- Open a bank account. Money doesn’t grow on trees here in Israel, only citrus and sarcasm.
- Get our Israeli cell phones. Or pelephones—fun Hebrish word of the day.
- Go look at a few apartments, so I can feel like less of a homeless drifter.
- Buy dog food.
We’re told to put DH’s teudat zeut number (Israeli social security number) into this an ATM type machine and in return it gives us a number. When our number pops up on the screen, someone at a window will help us. DH and I patiently wait for 2 to flash across the screen and when it does, we excitedly jump from our seats. We then realize the screen doesn’t say which of the 20 windows to go to and every window is already full. We ask a woman behind the counter and she sends us to Mr. Cohen, the director of the bank. We wait for Mr. Cohen for 15 minutes and Mr. Cohen tells us to go to Hanna in the 3rd window. Hanna asks us to sit at her desk while she finishes up the last bit of paperwork from her previous customer. When Hanna comes back after another 15 minutes, she kicks us out of her office and tells us to go see Ayala.
Ayala takes our passports, marriage certificate and DH’s aliyah documents to make copies. She tells us it will only take about half an hour to finish the paperwork and get our bank account open. Half an hour later, Ayala comes back with the copies and asks for DH’s teudat zeut. DH writes down his number and hands it to her. No, no, no!! Ayala needs his actual teudat zeut card. Which we, of course, don’t have. Ayala informs us she cannot help us without a teudat zeut card. DH, of course, doesn't want to be a typical American frier (pushover) and tries to talk his way out of it. No luck this time.

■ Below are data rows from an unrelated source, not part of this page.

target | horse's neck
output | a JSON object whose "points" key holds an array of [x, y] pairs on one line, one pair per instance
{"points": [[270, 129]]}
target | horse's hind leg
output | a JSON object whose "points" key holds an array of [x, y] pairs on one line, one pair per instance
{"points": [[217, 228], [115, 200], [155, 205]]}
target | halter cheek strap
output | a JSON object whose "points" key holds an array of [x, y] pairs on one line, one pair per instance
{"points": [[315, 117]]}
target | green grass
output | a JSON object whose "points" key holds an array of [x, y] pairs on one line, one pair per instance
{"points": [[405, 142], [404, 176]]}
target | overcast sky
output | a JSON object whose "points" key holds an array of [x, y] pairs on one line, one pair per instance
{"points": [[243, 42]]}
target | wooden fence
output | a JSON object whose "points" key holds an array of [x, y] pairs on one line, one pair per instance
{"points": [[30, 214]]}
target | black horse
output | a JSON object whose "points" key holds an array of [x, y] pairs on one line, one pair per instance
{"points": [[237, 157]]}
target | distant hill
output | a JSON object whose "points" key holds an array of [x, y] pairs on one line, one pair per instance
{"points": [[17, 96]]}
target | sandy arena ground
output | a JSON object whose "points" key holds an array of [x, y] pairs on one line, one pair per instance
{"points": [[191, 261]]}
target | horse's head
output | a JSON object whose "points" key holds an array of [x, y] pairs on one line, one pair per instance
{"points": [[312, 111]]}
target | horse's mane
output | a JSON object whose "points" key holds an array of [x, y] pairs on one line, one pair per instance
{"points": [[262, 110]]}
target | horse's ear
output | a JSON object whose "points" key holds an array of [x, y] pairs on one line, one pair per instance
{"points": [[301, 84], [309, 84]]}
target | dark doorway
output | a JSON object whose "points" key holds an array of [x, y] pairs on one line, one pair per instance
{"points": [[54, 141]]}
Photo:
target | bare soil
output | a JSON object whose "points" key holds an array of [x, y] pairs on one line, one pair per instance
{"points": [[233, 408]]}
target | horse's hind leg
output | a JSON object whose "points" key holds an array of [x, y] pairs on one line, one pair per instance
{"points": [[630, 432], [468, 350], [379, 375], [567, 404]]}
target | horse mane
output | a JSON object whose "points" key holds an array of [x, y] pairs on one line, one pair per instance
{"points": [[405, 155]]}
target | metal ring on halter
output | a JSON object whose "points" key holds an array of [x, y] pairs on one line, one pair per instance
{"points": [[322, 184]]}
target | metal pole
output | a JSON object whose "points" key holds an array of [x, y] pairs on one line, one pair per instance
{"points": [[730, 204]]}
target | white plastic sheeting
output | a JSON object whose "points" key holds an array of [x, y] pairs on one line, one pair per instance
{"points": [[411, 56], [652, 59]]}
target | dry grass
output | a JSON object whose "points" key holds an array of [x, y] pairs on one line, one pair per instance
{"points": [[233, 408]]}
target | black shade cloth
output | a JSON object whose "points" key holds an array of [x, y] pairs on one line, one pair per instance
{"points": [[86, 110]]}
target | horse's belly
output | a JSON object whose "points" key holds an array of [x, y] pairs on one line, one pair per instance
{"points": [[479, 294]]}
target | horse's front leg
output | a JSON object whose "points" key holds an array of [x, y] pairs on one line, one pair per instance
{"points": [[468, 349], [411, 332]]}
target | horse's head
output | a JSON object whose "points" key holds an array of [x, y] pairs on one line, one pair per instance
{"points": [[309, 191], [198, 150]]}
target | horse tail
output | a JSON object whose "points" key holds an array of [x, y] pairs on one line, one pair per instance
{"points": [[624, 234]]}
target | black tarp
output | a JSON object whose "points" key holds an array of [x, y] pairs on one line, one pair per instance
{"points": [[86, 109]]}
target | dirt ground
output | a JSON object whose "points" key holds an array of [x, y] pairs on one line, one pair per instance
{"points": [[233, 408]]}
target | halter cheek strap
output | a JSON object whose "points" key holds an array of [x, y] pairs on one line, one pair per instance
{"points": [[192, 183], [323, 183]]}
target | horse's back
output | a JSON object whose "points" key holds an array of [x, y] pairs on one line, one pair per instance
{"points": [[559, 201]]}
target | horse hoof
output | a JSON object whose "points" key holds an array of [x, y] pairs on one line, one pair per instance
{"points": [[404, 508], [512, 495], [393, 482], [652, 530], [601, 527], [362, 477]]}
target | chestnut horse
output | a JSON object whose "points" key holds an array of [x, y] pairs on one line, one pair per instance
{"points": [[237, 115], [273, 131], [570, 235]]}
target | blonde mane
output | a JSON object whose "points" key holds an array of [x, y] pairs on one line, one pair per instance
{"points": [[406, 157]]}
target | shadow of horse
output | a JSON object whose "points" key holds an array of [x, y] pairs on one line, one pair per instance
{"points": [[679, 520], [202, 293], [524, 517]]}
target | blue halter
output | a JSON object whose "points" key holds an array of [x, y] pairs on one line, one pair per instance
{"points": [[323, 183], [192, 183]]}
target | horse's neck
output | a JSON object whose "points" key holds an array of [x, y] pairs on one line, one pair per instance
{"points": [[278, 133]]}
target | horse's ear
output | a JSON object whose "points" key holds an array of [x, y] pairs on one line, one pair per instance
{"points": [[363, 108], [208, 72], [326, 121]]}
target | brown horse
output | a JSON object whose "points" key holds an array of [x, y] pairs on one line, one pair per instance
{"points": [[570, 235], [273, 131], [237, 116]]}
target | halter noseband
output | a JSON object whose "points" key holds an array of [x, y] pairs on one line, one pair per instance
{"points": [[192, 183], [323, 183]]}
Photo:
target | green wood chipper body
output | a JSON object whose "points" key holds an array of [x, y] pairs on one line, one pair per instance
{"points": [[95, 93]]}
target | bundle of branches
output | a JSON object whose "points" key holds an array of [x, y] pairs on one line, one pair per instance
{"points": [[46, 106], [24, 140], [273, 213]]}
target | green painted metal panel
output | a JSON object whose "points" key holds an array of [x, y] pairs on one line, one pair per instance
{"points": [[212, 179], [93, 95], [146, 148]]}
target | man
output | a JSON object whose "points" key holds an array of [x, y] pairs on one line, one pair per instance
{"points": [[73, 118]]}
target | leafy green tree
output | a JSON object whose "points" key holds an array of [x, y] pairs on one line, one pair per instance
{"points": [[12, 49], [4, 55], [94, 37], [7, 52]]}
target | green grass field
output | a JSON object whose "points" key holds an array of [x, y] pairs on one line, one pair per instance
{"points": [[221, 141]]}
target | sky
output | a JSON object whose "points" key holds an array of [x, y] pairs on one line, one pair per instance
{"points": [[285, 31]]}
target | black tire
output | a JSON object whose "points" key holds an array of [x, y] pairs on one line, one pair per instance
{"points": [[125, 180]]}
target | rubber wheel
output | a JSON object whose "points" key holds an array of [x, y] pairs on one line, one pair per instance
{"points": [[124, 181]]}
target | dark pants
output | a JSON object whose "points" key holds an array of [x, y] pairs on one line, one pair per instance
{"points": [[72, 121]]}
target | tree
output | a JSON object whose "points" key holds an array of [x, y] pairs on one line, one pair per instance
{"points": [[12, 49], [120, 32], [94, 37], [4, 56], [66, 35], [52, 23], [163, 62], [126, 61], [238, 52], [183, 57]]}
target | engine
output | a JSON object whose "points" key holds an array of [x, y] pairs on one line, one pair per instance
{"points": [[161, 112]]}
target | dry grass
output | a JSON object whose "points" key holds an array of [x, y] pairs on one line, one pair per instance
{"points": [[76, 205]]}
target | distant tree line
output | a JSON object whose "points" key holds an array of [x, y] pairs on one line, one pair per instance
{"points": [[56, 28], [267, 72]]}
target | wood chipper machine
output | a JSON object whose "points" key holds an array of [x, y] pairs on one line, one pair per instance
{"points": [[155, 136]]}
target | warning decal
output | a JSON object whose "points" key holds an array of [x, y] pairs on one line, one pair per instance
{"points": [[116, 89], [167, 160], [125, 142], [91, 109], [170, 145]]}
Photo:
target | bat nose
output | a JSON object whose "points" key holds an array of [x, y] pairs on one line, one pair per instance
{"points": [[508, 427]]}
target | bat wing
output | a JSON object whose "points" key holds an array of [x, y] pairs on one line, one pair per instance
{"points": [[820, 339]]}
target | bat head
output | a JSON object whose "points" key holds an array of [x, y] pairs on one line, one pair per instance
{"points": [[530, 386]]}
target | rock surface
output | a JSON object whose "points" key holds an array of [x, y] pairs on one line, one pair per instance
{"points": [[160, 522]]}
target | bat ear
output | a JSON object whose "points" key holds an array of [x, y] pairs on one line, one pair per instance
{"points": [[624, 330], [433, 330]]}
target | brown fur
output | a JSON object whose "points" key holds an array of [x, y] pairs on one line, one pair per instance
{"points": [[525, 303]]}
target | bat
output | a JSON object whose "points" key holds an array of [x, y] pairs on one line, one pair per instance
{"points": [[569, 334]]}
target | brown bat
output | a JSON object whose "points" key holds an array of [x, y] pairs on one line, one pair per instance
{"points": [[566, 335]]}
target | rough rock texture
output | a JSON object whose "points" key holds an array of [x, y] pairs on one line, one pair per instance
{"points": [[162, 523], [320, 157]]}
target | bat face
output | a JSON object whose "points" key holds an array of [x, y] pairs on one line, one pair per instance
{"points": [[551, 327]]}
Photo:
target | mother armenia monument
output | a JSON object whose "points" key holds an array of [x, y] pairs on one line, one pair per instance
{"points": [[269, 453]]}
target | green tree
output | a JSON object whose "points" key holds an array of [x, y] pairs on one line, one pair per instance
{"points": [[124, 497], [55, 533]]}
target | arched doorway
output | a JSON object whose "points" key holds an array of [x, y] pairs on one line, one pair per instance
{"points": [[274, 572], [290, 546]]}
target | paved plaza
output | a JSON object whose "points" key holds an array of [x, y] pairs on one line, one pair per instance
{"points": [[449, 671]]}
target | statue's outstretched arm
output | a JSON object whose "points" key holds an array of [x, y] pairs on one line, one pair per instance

We head to DH’s Aunt and Uncle S's house for café and oogah (coffee and cake). It is quite something to watch DH relive his childhood. He says everything in Israel smells the exact same as he remembered, a mixture of onions and spices and lemons. But everything is much smaller than he remembered. Probably because he is much bigger than he was 15 years ago. The cliff in the front yard is really only a few steps high. The giant stone wall in the kitchen is only a few feet across.
We didn’t achieve much on the official to-do list, but I got so much more out of spending hours with DH’s family.
I can’t explain the culture shock, the moments of absolute fear and joy I feel during small moments like these. The weird and wonderful feeling when I once again remember that this is now home. It will take time to get used to, but in the end...yi’yeh beseder.